Gastrointestinal sistemde bir "iltihap" varlığında, beyaz kan hücreleri ona göç eder ve dışkıdaki konsantrasyonu buna göre artan proteini serbest bırakır.
Bu nedenle kalprotektin, kronik bağırsak hastalıklarında, bakteri kaynaklı bazı enfeksiyonlarda veya sindirim sistemi kanserlerinde iltihaplanma göstergesi olarak kullanılabilir.
Kalprotektinin dışkı dozu, iltihabın yeri hakkında bilgi sağlayabilen tek testtir. Plazmadaki parametrenin belirlenmesi ise herhangi bir yerde lokalize olabilen inflamatuar bir durumu vurgular.

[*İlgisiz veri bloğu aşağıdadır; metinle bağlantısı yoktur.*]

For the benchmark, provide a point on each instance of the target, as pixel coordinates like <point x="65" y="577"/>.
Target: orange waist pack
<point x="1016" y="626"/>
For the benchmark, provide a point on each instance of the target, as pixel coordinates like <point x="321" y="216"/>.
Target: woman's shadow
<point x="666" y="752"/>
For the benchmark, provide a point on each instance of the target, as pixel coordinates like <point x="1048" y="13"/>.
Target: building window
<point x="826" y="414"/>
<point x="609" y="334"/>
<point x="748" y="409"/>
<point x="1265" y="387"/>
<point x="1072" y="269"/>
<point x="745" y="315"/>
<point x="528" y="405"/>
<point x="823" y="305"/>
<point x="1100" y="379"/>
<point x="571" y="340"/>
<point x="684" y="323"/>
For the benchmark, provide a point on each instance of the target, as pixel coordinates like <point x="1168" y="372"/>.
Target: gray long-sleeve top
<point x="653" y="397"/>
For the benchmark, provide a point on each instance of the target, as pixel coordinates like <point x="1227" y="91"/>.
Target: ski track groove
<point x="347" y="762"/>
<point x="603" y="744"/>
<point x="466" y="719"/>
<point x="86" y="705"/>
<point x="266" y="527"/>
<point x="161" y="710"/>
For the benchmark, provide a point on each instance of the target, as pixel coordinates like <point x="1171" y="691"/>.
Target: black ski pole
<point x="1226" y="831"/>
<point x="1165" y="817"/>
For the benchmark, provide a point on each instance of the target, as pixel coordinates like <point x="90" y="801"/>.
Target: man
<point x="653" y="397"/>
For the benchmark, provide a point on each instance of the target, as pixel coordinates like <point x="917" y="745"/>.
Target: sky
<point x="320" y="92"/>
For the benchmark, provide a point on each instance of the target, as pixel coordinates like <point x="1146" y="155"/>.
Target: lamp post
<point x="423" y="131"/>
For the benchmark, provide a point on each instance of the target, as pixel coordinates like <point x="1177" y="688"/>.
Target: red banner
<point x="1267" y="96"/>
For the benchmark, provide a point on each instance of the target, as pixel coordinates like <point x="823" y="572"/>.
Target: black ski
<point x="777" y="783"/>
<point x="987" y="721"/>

Ayrıca, kronik inflamatuar bağırsak hastalıkları olan hastalarda (ülseratif kolit ve Crohn hastalığı gibi), fekal kalprotektin dozu, inflamasyon derecesinin geçerli bir indeksidir.
; insan vücudunun her yerinde bulunur, esas olarak nötrofilik granülositlerin sitoplazmasında yoğunlaşır.Daha düşük konsantrasyonlarda kalprotektin monositlerde ve onlardan türeyen makrofajlarda da bulunur; bu hücreler, nötrofillere benzer şekilde, mikroorganizmalar da dahil olmak üzere (nötrofillerin daha aktif olduğu) organizmaya nüfuz eden yabancı partikülleri fagosite etmek - dolayısıyla kürelemek, sindirmek ve yok etmek - için tasarlanmış beyaz kan hücreleridir.
Hem nötrofiller hem de makrofajlar, inflamatuar yanıtın kimyasal aracılarını salgılama yeteneğine sahiptir.
Bu bağışıklık hücreleri içinde kalprotektin, yüksek bakteriyostatik ve mikostatik aktivite sergiler; bu şekilde, mantar ve bakterilerin büyümesini etkili bir şekilde engeller.